Iraq doesn't have to become a cliché of oil-wealth excess
A growing chorus of human rights and environmental activists continues to denounce petroleum development as a modern evil. A recent report by the British group Christian Aid claims, "Pumping oil has led to greater poverty, a high likelihood of war and massive corruption - rather than bringing peace, wealth and prosperity for poor people."
But will the "oil curse," as it is often called, frustrate plans for a free, prosperous Iraq? Not if Iraqis make a simple decision: Put oil revenues directly into the hands of the citizenry.
Seeing oil as a curse is understandable.
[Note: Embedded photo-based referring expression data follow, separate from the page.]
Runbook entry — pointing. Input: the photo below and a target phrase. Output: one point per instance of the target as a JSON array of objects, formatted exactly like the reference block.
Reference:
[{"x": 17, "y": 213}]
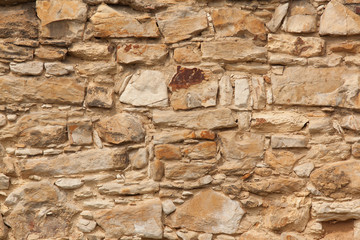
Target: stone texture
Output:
[
  {"x": 82, "y": 162},
  {"x": 143, "y": 219},
  {"x": 109, "y": 22},
  {"x": 120, "y": 128},
  {"x": 181, "y": 23},
  {"x": 208, "y": 119},
  {"x": 148, "y": 54},
  {"x": 223, "y": 217},
  {"x": 146, "y": 88}
]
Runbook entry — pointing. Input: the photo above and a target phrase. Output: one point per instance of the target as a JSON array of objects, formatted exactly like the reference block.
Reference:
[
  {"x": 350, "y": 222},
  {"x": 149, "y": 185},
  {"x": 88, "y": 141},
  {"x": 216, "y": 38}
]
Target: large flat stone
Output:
[
  {"x": 208, "y": 119},
  {"x": 337, "y": 87},
  {"x": 82, "y": 162},
  {"x": 208, "y": 211},
  {"x": 143, "y": 220}
]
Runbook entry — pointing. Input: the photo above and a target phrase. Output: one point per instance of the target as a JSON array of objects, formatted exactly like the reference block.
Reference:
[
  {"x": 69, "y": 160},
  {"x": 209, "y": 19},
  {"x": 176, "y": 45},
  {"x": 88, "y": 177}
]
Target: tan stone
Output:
[
  {"x": 143, "y": 219},
  {"x": 108, "y": 22},
  {"x": 233, "y": 51},
  {"x": 235, "y": 22},
  {"x": 297, "y": 46},
  {"x": 148, "y": 54},
  {"x": 121, "y": 128},
  {"x": 222, "y": 214},
  {"x": 181, "y": 23},
  {"x": 167, "y": 152}
]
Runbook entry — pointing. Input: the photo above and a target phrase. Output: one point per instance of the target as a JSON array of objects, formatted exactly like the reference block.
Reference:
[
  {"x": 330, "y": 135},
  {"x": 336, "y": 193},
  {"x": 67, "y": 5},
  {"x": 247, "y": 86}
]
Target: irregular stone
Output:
[
  {"x": 203, "y": 119},
  {"x": 187, "y": 171},
  {"x": 146, "y": 88},
  {"x": 80, "y": 133},
  {"x": 90, "y": 51},
  {"x": 82, "y": 162},
  {"x": 168, "y": 206},
  {"x": 58, "y": 69},
  {"x": 203, "y": 150},
  {"x": 69, "y": 183},
  {"x": 99, "y": 96},
  {"x": 297, "y": 46},
  {"x": 233, "y": 51},
  {"x": 278, "y": 121},
  {"x": 50, "y": 53},
  {"x": 289, "y": 141},
  {"x": 143, "y": 220},
  {"x": 120, "y": 128},
  {"x": 333, "y": 87},
  {"x": 339, "y": 20},
  {"x": 148, "y": 54},
  {"x": 234, "y": 22},
  {"x": 167, "y": 152},
  {"x": 34, "y": 68},
  {"x": 18, "y": 22},
  {"x": 64, "y": 19},
  {"x": 181, "y": 23},
  {"x": 108, "y": 22},
  {"x": 188, "y": 54},
  {"x": 278, "y": 16},
  {"x": 222, "y": 214},
  {"x": 114, "y": 188}
]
Roughly 30 developing countries, including the 11 members of OPEC, rely heavily on oil exports for revenue. Since the oil crisis of the early 1970s, these countries have spent more than $4 trillion in oil revenues with little if any lasting benefit for ordinary people. In the worst cases, like Nigeria, Angola, Burma, and the Sudan, oil cash seems only to fuel civil wars and human rights abuses.
But the problem is mismanagement, not the money itself. Most oil exporting countries use an industry structure guaranteed to fail: Oil revenues are controlled by the state and a powerful national oil company manages the industry. Nationalization of the oil industry began in Mexico in 1938 and became part and parcel of the populist, anticolonial reaction that swept the third world during the '70s. The intent was to replace the major international companies like ExxonMobil, Shell, British Petroleum, and others with state institutions. OPEC is more than a cartel. It's a powerful statement of third-world socialism.
Like socialism in Cuba, North Korea, Vietnam, and the former Soviet Union, the OPEC model has utterly failed its citizens for several reasons.